Knowledge Base
MilesWeb / How-Tos, Web Hosting FAQ

How to Write Reusable Terraform Modules – AWS

Approx. read time : 13 min

In this post, we are discussing how to use and write reusable Terraform modules.

We recommend using the file layout for Terraform projects:

Terraform modules layout

How do you avoid code redundancy during the use of such a file layout? For example, how do you avoid copying and pasting code for the same app installed in various environments, like stage/services/frontend-app and prod/services/frontend-app?

Generally, in the programming language, like Ruby, if you have copied and pasted the same code in multiple places, you have to put that code inside of a function and recall that function everywhere you want:

def example_function()
puts “Hello, World”
end

# Other places in your code
example_function()

With Terraform, you can write your code inside of a Terraform module and recall that module in many places everywhere your code.
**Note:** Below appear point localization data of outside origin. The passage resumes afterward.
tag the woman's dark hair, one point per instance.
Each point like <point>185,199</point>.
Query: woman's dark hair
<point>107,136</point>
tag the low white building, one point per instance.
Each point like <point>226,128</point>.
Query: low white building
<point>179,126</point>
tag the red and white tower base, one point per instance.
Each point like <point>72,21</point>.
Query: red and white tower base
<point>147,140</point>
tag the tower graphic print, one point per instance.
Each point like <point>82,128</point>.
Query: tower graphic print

Instead of having the same code copied/pasted in the staging and production environments, you’ll be able to have both environments recall code from the same module.

This can be a big deal. Modules are usually an important element to be able to write reusable, maintainable, and testable Terraform code. When you start utilising them, there is no moving back.

  • You can start developing everything as a module.
  • Developing a library of modules to share within your organisation.
  • Start using modules you find online.
  • Start thinking of your whole infrastructure as a set of reusable modules.

In this post, we’ll explain to you how to use Terraform modules by including the topics as follows:

  1. Module basics
  2. Module inputs
  3. Module outputs
  4. Versioned modules

 

1. Module basics

The Terraform module is very easy: any set of Terraform configuration files in a folder is a module (the module in the present working directory is named the root module). To understand what modules can manage, you have to utilise one module from another module.

Instead of copying and pasting the code all across the place, you can convert it into a reusable module by placing it in a folder.

Create a new folder named modules and transfer all the files (i.e., main.tf, variables.tf, and outputs.tf) from the webserver cluster into modules/services/webserver-cluster. Open the main.tf file in modules/services/webserver-cluster and remove the particular provider definition. Providers have to be configured by the user of the module and not with the module itself.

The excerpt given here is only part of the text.